Dans le domaine aéronautique, l’avion A400M se fera, mais après combien de tergiversations, après quel feuilleton ! Je n’ai pas le souvenir que la construction du Transall par la France et l’Allemagne, voilà bien longtemps, ait suscité tant de tracas ! Quant au remplaçant des avions Rafale, la question n’est plus, à mon avis, de savoir s’il sera français ou même européen ; à ce stade, tout porte à croire qu’il sera – qu’il est déjà –, avec le Joint Strike Fighter, en grande partie américain.

Ma seconde observation portera sur le fait que, face à cette situation – ou peut-être à cause d’elle –, la stratégie française paraît changer de pied depuis trois ans, et d’une façon spectaculaire ces dernières semaines, sans que le Parlement y soit associé par le biais d’un débat, hélas !

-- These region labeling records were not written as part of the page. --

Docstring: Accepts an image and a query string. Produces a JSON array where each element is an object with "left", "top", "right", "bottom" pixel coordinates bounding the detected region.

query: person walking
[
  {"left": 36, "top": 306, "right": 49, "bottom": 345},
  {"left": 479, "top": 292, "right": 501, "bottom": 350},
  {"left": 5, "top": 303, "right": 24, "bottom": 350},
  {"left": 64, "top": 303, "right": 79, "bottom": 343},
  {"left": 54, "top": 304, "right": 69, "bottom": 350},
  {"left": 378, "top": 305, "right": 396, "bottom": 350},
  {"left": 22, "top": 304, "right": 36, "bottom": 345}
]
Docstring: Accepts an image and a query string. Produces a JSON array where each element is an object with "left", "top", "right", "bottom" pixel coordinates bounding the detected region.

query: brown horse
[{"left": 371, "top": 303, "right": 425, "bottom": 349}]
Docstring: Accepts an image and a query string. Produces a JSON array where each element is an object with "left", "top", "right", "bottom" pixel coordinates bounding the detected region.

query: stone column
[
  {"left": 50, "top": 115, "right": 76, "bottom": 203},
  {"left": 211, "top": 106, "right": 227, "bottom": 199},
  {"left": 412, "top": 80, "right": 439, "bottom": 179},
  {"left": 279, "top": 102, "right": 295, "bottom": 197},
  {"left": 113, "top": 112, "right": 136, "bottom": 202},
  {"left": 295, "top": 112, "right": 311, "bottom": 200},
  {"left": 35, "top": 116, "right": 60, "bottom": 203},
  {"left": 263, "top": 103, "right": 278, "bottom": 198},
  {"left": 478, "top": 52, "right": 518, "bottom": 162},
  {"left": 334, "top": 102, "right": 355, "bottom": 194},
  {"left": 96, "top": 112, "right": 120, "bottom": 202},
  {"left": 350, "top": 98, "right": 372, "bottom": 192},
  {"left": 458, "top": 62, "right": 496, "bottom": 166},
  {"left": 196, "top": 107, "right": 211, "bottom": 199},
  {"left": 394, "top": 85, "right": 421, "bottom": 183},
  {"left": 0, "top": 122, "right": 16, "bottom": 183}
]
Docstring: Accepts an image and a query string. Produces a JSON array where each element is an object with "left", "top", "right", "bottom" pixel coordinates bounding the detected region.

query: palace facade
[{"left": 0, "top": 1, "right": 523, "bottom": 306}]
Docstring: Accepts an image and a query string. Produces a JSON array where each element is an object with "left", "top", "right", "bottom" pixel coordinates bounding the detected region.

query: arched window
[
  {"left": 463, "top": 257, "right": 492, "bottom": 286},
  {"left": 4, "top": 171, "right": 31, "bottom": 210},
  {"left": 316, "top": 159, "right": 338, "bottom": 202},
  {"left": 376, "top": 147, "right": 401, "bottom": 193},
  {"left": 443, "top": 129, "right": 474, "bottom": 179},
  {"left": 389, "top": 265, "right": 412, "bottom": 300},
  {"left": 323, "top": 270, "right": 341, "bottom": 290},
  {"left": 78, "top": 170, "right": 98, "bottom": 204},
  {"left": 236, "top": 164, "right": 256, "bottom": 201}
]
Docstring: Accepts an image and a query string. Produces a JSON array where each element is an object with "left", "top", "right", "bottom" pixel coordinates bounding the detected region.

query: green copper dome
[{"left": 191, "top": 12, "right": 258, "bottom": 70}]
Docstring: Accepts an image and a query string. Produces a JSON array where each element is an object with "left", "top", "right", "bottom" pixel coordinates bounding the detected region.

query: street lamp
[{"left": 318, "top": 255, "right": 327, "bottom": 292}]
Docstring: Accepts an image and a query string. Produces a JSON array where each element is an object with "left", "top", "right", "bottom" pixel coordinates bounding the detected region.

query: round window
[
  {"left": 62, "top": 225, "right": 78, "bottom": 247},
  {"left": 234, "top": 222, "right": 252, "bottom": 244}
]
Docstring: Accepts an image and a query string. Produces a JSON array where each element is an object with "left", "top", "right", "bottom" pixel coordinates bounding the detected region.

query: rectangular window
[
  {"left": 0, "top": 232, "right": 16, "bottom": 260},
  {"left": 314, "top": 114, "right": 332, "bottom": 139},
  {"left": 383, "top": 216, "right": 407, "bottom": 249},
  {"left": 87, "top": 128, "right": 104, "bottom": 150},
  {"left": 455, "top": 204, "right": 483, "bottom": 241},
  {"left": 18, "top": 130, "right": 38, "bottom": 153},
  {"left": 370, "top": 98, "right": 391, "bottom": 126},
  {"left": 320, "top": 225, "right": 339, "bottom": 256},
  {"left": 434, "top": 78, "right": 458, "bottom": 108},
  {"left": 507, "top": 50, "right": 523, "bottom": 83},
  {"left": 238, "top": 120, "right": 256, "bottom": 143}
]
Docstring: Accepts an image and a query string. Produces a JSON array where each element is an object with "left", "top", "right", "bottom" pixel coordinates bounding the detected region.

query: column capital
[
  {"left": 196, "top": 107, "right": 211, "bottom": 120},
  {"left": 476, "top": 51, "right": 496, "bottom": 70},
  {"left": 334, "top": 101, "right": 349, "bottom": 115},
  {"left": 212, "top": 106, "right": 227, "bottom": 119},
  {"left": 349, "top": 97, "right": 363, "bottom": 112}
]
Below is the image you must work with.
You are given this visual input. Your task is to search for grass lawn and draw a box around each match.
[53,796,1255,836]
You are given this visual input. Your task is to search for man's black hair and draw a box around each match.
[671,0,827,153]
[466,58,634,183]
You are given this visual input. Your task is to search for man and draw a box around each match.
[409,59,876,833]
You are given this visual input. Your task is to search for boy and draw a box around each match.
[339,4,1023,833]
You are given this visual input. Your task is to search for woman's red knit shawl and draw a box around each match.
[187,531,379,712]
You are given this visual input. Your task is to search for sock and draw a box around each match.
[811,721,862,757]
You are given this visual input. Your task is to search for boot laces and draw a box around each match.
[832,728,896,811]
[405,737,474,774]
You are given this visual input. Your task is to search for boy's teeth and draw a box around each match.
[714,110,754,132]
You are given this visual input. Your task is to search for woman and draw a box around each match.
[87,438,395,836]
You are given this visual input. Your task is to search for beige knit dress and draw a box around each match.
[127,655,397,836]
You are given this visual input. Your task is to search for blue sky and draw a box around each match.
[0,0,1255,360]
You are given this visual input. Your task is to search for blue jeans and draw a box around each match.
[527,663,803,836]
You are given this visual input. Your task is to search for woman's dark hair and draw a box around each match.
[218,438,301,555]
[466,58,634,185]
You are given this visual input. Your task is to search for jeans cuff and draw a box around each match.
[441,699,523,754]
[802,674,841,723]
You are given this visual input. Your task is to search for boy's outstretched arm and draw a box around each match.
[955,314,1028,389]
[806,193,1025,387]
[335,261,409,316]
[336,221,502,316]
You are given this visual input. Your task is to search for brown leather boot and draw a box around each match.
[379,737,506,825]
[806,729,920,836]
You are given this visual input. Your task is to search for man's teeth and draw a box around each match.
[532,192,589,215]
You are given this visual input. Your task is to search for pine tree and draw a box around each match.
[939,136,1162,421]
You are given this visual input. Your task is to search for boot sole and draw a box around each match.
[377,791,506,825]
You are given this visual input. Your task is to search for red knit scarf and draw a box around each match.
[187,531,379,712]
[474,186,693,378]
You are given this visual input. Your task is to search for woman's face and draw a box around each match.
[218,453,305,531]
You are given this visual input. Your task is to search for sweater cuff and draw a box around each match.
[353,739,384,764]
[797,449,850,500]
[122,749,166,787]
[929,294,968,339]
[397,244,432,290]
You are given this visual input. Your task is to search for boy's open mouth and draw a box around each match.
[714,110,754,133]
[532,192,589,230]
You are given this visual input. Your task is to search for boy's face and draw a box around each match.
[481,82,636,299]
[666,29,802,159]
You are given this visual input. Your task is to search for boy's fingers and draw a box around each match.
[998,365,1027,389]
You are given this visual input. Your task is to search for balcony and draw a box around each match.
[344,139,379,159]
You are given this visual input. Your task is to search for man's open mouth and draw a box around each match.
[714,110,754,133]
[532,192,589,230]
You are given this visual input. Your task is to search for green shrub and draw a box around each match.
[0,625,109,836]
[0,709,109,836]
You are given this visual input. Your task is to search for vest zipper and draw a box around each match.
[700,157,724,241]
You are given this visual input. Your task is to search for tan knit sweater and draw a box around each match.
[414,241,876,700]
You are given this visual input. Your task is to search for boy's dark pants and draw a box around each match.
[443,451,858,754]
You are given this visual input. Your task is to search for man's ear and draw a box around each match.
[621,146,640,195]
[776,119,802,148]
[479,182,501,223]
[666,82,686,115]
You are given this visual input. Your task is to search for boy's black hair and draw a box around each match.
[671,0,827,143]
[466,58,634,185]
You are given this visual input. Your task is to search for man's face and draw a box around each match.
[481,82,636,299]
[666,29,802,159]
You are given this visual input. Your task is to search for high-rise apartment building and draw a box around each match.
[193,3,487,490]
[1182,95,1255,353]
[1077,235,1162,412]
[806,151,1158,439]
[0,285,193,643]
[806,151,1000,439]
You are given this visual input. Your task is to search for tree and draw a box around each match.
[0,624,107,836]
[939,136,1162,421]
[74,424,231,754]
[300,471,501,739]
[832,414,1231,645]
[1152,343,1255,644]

Ce changement se manifeste, d’abord, avec la réintégration par la France du commandement militaire intégré de l’OTAN. Vous n’en étiez pas un fervent partisan, monsieur le ministre d’État, ou alors sous certaines conditions, dont vous pourrez peut-être nous préciser si elles sont en voie d’être satisfaites.

Ce changement s’exprime, ensuite, par les récents accords de Londres, qui semblent sonner le glas d’une approche multilatérale de défense, et en particulier de l’Agence européenne de la défense. Cela ne manque pas de sel quand on sait qu’une Française, Mme Claude-France Arnould, vient d’en prendre la direction.

Ce changement se traduit, enfin, par la participation de la France à la mise en place de la défense antimissile de l’OTAN, qui vient d’être décidée au sommet de Lisbonne.

Que dire de ces décisions, sinon qu’elles paraissent surtout s’imposer à nous ? En outre, chacune d’entre elles a sa logique propre, et on peut entendre les arguments qui les sous-tendent.

La France aura plus de poids au sein de l’OTAN que hors de cette instance.

La France, en désaccord avec l’Allemagne pour ce qui concerne la dissuasion nucléaire en particulier, et le nucléaire en général, s’est tournée vers le Royaume-Uni, seul partenaire européen à consentir un effort financier comparable au sien en matière de défense. C’est un PACS de raison, comme le dit notre collègue Jean-Pierre Chevènement.

Enfin, la défense antimissile balistique semble s’imposer à nous, car c’est moins un équipement militaire contre une menace encore bien lointaine qu’un outil diplomatique au service d’une stratégie d’influence, et c’est aussi le moyen de financer une formidable course aux technologies spatiales.

Tout cela annonce-t-il la fin de l’Europe de la défense, l’échec de l’approche multilatérale qui avait prévalu à Saint-Malo ? Souhaitez-vous, au contraire, que l’alliance franco-britannique crée ce noyau dur, cette masse critique dont nous appelons tous de nos vœux l’émergence, et que nos amis Allemands, Italiens, Espagnols et, au-delà, tous nos amis européens, veuillent tôt ou tard nous rejoindre ?

Monsieur le ministre d’État, nous attendons avec intérêt vos réponses à ces quelques interrogations sur l’Europe de la défense et de l’industrie de l’armement.